Taking no chances
A horse is put up for sale by his owner. In order to ensure that he doesn’t get “marked up” by his pasturemates, the horse is turned out alone in a paddock where he can see other horses but cannot interact with them, even over the fence.
The median (or “middle” value, used as a measure to gauge the most “typical” score) ranking of this situation by experts in the study was a 2, meaning that overall, they did not feel the level of isolation described in the vignette was particularly threatening to the horse’s welfare. Despite the fact that professionals indicated that a horse’s psychological health is an important part of his welfare, this scenario did not receive a score higher than 3.

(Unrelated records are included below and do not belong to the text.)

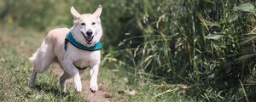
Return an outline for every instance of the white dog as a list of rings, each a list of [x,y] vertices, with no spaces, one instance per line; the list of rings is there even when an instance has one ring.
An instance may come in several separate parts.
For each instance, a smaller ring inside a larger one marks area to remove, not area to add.
[[[73,26],[50,31],[40,48],[29,58],[33,65],[29,87],[35,84],[37,73],[43,73],[49,65],[56,61],[64,71],[60,78],[61,90],[66,92],[66,80],[73,78],[76,91],[81,92],[79,72],[90,67],[90,89],[98,90],[97,75],[101,60],[100,39],[102,35],[100,15],[102,6],[93,14],[80,14],[73,7]]]

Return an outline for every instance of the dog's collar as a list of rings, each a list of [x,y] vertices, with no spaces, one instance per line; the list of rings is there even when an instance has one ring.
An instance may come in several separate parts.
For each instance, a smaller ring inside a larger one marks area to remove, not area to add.
[[[65,48],[66,51],[67,49],[67,42],[68,42],[71,44],[73,44],[73,46],[75,46],[76,48],[78,48],[79,49],[86,50],[86,51],[100,50],[102,48],[102,45],[101,42],[96,42],[94,46],[86,47],[86,46],[81,44],[80,42],[79,42],[78,41],[76,41],[76,39],[73,37],[72,33],[68,32],[66,36],[66,38],[65,38],[64,48]]]

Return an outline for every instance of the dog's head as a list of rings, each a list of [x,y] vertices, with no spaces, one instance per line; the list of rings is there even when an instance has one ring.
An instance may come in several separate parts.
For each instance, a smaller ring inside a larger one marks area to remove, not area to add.
[[[78,42],[85,46],[92,46],[99,42],[102,35],[100,19],[102,6],[99,5],[93,14],[80,14],[73,7],[70,11],[73,16],[73,26],[71,31]]]

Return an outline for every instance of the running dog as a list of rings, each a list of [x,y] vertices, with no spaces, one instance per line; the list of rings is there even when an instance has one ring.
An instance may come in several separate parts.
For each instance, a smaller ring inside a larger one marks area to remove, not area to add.
[[[52,62],[57,62],[64,71],[60,78],[61,90],[66,92],[66,80],[73,79],[77,92],[82,91],[79,73],[84,68],[90,68],[90,89],[98,90],[97,75],[101,61],[102,36],[100,15],[102,8],[99,5],[93,14],[80,14],[73,7],[70,9],[73,16],[73,26],[68,28],[51,30],[41,46],[29,58],[32,64],[28,86],[35,84],[37,73],[43,73]]]

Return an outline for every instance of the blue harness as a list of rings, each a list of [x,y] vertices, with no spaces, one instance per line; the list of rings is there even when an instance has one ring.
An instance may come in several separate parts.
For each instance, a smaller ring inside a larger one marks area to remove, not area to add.
[[[86,46],[81,44],[80,42],[79,42],[78,41],[76,41],[76,39],[73,38],[72,33],[68,32],[66,36],[66,38],[65,38],[64,48],[65,48],[66,51],[67,51],[67,42],[68,42],[71,44],[73,44],[73,46],[75,46],[76,48],[78,48],[79,49],[82,49],[82,50],[86,50],[86,51],[96,51],[96,50],[100,50],[102,48],[102,45],[101,42],[98,42],[94,46],[86,47]]]

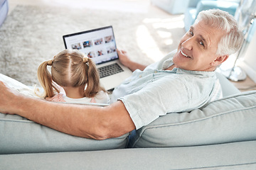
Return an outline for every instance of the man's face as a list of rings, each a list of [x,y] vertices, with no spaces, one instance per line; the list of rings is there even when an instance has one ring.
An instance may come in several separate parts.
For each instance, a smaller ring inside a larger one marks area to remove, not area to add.
[[[214,71],[220,64],[216,55],[218,44],[223,31],[200,21],[191,26],[182,37],[178,51],[174,56],[174,64],[181,69],[196,71]]]

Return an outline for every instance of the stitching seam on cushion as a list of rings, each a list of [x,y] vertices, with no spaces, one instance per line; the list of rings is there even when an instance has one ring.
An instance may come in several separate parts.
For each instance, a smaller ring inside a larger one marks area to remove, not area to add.
[[[156,125],[147,126],[146,128],[144,128],[144,130],[142,132],[142,134],[143,133],[143,132],[145,130],[147,130],[147,129],[155,128],[168,127],[168,126],[174,126],[174,125],[180,125],[188,124],[188,123],[191,123],[199,122],[199,121],[210,119],[210,118],[214,118],[214,117],[220,116],[220,115],[223,115],[236,113],[236,112],[240,112],[241,110],[250,110],[250,109],[256,109],[256,106],[250,106],[250,107],[248,107],[248,108],[240,108],[239,110],[237,110],[237,109],[231,110],[228,110],[228,111],[225,111],[225,112],[223,112],[223,113],[219,113],[218,114],[204,117],[203,118],[196,119],[196,120],[191,120],[186,121],[186,122],[181,122],[181,123],[168,123],[168,124],[162,124],[162,125]]]

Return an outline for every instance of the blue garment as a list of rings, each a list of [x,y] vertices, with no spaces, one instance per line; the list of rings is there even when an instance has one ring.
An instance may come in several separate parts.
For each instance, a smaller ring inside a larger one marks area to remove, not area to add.
[[[137,69],[113,91],[111,102],[121,100],[136,128],[149,124],[167,113],[191,111],[207,103],[213,91],[214,72],[188,71],[174,68],[175,51],[144,71]]]

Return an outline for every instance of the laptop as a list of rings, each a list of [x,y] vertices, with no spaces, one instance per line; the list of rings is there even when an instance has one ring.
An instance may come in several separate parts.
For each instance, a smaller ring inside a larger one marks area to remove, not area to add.
[[[92,59],[106,90],[113,90],[132,71],[119,61],[112,26],[107,26],[63,36],[66,49],[78,50]]]

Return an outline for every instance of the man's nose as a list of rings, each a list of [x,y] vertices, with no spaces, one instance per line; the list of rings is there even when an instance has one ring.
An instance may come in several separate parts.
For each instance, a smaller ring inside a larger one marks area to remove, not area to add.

However, the comments from the experts revealed how individual circumstances can alter an equation. This, and several other scenarios, highlighted the importance of knowing how a certain horse will react to the situation described. “While some horses may be used to solitary turnout, others are more ‘herd bound,’” says DuBois. “As a result, the separation from his herdmates may affect the welfare of one horse more than another.” Other respondents pointed out how a few days of psychological discomfort might be worth the benefits. “The feeling was that if being sold would improve the horse’s welfare, then the short-term isolation could help that happen faster, ultimately helping the horse,” she adds.
This vignette, says DuBois, illustrates how a welfare situation nearly everyone agrees on in principal can lead to different interpretations in realworld situations and when considering the needs of individual horses.